Qual é a visão do meu time? Como queremos trabalhar juntos?
O que o negócio está pedindo de nós?
Como vamos nutrir nossas relações?
Teremos algum espaço para temas fora do negócio, para desfrutar e cuidar uns dos outros?
Como celebramos nossas conquistas?
Como seria um ritual de conexão para nos sentirmos juntos, mesmo que fisicamente separados?
Que tal construírem juntos e experimentar? Os ajustes vão ocorrendo com as experiências e percepções, considerando necessidades individuais e o chamado do coletivo. Aqui incluem as necessidades do modelo de negócio, os clientes, as outras áreas, os demais colegas. É um processo vivo e dinâmico que exige autonomia e discernimento.

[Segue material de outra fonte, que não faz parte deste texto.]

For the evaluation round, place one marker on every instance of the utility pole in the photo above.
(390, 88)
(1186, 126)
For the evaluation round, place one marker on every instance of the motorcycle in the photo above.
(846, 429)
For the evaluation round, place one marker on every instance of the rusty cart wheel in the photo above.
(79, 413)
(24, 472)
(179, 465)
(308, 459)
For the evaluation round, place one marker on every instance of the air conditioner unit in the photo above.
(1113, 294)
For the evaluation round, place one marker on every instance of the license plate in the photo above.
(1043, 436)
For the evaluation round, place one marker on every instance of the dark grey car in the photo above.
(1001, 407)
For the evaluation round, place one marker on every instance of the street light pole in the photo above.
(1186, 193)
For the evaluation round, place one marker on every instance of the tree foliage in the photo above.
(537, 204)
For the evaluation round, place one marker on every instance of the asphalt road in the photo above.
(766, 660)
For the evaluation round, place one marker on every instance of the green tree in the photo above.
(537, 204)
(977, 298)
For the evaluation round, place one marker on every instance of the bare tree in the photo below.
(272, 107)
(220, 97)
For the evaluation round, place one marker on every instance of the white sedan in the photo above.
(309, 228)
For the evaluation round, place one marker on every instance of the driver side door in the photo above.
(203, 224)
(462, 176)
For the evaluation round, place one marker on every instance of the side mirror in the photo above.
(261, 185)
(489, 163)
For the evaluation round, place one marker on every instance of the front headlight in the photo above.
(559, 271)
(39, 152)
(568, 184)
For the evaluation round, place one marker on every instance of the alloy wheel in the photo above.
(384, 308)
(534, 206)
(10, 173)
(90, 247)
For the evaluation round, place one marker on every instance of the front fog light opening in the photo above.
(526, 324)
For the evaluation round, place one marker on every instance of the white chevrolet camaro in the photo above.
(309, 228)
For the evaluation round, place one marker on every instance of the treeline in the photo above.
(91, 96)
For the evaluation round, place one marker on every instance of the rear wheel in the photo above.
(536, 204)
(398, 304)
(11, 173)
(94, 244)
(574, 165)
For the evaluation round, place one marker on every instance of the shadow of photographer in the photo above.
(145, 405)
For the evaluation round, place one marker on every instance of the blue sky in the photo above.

A Aceleração da transformação cultural, chamando por líderes compassivos
Pesquisas demonstram que o fenômeno Covid19 foi um acelerador da transformação cultural rumo a organizações centradas no ser humano (McKinsey). Acredito que a tendência vá além disso, pois a responsabilidade extrapola o ser humano nas suas dimensões física, mental, emocional e espiritual, e inclui a dimensão sócio-ecológica.
Já em 2010 sabíamos que motivação para o trabalho incluía autonomia, maestria das habilidades e propósito (Pink, 2010). Nos últimos 10 anos pesquisas apontam para modelos onde o ser humano está no coração da organização, nas chamadas organizações teal (Laloux) ou humanocracia. O que todas tem em comum é que as organizações de sucesso nutrem relações de empatia com as emoções das pessoas, onde a liderança se mostra vulnerável e compassiva consigo mesma e com o outro.
Não é novidade que líderes compassivos tem resultados melhores. Mas, com o fenômeno Covid19, a coragem de se mostrar imperfeito e demonstrar genuíno interesse em olhar para a dor do outro, tornaram-se as habilidades capazes de mover pessoas e organizações para um lugar de sucesso inclusivo e sustentável.
E você? Tem conseguido acessar suas emoções e se conectado com o outro? Como é se colocar num lugar vulnerável?